On October 29, the U.S. Food and Drug Administration (FDA) granted accelerated approval to the kinase inhibitor asciminib (Scemblix) for patients with Philadelphia chromosome–positive chronic myeloid leukemia (Ph+ CML) in chronic phase who have been previously treated with two or more tyrosine kinase inhibitors. The FDA also approved asciminib for adult patients with Ph+ CML in chronic phase with a T315I mutation.
ASCEMBL and CABL001X2101 Trials
ASCEMBL, a multicenter, randomized, active-controlled, open-label clinical trial, is evaluating asciminib in patients with Ph+ CML in chronic phase who were previously treated with two or more tyrosine kinase inhibitors. A total of 233 patients were randomly assigned 2:1 and stratified according to major cytogenetic response status to receive either asciminib at 40 mg twice daily or bosutinib at 500 mg once daily. Patients continued treatment until unacceptable toxicity or treatment failure occurred.
The main efficacy outcome measure of ASCEMBL was major molecular response at 24 weeks. The major molecular response rate was 25% (95% confidence interval [CI] = 19%–33%) in patients treated with asciminib compared with 13% (95% CI = 6.5%–23%, P = .029) in those receiving bosutinib. With a median follow-up duration of 20 months, the median duration of major molecular response has not yet been reached.
CABL001X2101, a multicenter, open-label clinical trial, is evaluating asciminib in patients with Ph+ CML in chronic phase who also have a T315I mutation. Efficacy was based on 45 patients with the T315I mutation who received asciminib at 200 mg twice daily. Patients continued treatment until unacceptable toxicity or treatment failure occurred.

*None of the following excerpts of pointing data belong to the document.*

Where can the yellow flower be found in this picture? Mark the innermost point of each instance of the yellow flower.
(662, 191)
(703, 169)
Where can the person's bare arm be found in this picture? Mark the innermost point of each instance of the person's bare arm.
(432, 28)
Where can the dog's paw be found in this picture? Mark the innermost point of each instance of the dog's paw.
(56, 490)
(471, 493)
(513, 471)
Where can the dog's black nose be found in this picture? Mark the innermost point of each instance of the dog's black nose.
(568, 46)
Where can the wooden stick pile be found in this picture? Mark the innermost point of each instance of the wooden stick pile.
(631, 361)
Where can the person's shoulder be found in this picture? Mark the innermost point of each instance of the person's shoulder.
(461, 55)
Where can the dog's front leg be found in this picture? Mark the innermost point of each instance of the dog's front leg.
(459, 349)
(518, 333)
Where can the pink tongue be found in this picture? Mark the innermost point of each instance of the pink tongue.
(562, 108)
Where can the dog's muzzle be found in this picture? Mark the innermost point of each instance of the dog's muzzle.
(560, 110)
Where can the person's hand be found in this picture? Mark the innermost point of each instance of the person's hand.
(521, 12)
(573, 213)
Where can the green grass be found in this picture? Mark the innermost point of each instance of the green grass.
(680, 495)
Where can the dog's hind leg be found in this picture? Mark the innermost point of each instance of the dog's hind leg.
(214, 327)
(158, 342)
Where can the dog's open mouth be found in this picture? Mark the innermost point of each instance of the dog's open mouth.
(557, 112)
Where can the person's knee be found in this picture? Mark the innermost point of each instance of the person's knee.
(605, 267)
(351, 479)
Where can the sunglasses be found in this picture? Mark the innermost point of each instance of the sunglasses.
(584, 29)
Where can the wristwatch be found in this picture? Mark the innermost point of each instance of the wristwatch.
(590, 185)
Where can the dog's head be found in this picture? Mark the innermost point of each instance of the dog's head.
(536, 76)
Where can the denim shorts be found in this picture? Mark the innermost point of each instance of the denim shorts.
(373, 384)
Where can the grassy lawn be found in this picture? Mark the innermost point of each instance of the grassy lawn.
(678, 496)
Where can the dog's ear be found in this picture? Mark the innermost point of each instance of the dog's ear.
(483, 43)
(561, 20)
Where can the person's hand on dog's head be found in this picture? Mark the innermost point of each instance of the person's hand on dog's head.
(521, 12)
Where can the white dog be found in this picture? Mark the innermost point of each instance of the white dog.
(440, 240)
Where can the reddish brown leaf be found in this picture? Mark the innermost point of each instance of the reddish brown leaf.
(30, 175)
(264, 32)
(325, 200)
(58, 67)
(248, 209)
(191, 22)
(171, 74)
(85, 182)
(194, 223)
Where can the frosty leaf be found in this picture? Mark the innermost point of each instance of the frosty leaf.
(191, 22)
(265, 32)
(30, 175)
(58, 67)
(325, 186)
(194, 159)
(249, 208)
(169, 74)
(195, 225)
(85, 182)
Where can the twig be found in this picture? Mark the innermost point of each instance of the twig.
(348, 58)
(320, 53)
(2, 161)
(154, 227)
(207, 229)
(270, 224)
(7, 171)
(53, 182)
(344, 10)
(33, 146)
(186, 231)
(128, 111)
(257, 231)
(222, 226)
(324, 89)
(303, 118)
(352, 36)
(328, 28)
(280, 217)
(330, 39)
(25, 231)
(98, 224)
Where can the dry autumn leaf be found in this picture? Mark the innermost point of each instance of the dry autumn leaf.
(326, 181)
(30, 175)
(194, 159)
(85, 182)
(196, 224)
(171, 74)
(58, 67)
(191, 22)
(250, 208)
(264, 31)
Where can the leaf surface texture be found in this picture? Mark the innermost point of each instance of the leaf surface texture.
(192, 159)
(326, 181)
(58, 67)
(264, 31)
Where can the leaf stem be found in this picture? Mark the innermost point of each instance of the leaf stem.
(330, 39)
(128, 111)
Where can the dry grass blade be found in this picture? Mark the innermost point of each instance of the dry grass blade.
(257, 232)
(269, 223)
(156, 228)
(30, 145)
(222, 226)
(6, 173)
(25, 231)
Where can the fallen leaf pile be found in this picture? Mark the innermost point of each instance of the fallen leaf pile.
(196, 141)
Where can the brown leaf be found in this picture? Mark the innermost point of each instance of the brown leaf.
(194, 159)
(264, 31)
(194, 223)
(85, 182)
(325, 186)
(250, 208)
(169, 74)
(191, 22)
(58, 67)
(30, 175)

The main efficacy outcome measure of CABL001X2101 was major molecular response, which was achieved by 24 weeks in 42% (19 of 45, 95% CI = 28%–58%) of the patients. Major molecular response was achieved by 96 weeks in 49% (22 of 45, 95% CI = 34%–64%) of the patients. The median duration of treatment was 108 weeks (range = 2–215).
The most commonly reported adverse reactions (≥ 20%) were upper respiratory tract infections, musculoskeletal pain, fatigue, nausea, rash, and diarrhea. The most common laboratory abnormalities included decreased platelet counts; increased triglycerides; decreased neutrophil counts and hemoglobin; and increased creatine kinase, alanine aminotransferase, lipase, and amylase.
The recommended asciminib dose in patients with Ph+ CML in chronic phase who have been previously treated with two or more tyrosine kinase inhibitors is 80 mg taken orally once daily at approximately the same time each day or 40 mg twice daily at approximately 12-hour intervals. The recommended asciminib dose in patients with Ph+ CML in chronic phase with a T315I mutation is 200 mg taken orally twice daily at approximately 12-hour intervals.
This review used the Real-Time Oncology Review pilot program, which streamlined data submission prior to the filing of the entire clinical application, and the Assessment Aid, a voluntary submission from the applicant to facilitate the FDA’s assessment. The FDA approved this application 4 months ahead of the FDA goal date.
This application was granted Priority Review, Breakthrough Therapy designations, Fast Track designation, and Orphan Drug designation.